I started by calculating $(T - \lambda I)^{-1} =: R_{\lambda}$. I believe that in this case this is $R_{\lambda}x = (\xi_2 + \lambda, \xi_1 + \lambda, \xi_3 + \lambda, \cdots...) = (T + \lambda I) x$. Now I didn't really have an ansatz so I just tried to calculate wether $R_\lambda$ is bounded
$$ ||R_\lambda x||^2 = ||(T + \lambda I)x||^2 = \sum_{k=1}^{\infty} |(\xi_2 + \lambda, \xi_1 + \lambda, \xi_3 + \lambda, ...)|^2 $$
The way I see it, this sum only converges for $\lambda = 0$. All other lambdas would turn the sequence into a non-null sequence, so the sum can't converge anymore. What this tells me is that every $\lambda \in \mathbb{C} \setminus \{0\}$ is part of the continuous spectrum of $T$. However we learned a theorem that the spectrum of a bounded operator on a Banach space is contained in the disk $|\lambda| \le ||T||$. Afaik $l^2$ is a banach space and $||T|| \le 1$, but the calculated spectrum is definitely outside this disk.

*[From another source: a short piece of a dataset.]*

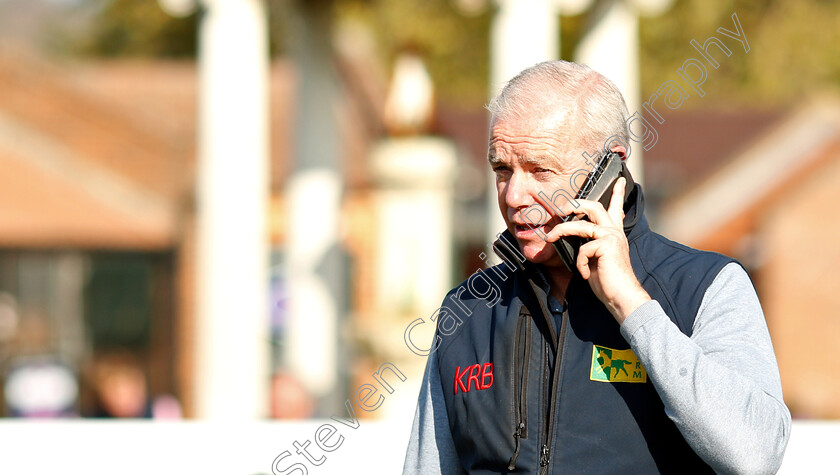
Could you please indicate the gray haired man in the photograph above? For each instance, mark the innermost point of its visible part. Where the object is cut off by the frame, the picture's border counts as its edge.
(640, 356)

So what am I missing? It is probably something obvious, as I said I'm just starting to try to understand spectral theory.
You are making a basic mistake. You are writing $\lambda I x$ as $(\lambda, \lambda,...)$. But it is $\lambda (\xi_1,\xi_2,...)=(\lambda\xi_1,\lambda \xi_2,...)$
Also you formula for $R_{\lambda}$ is wrong. The solution of $(T-\lambda I) x=y$ is not $x=(T+\lambda I) y$.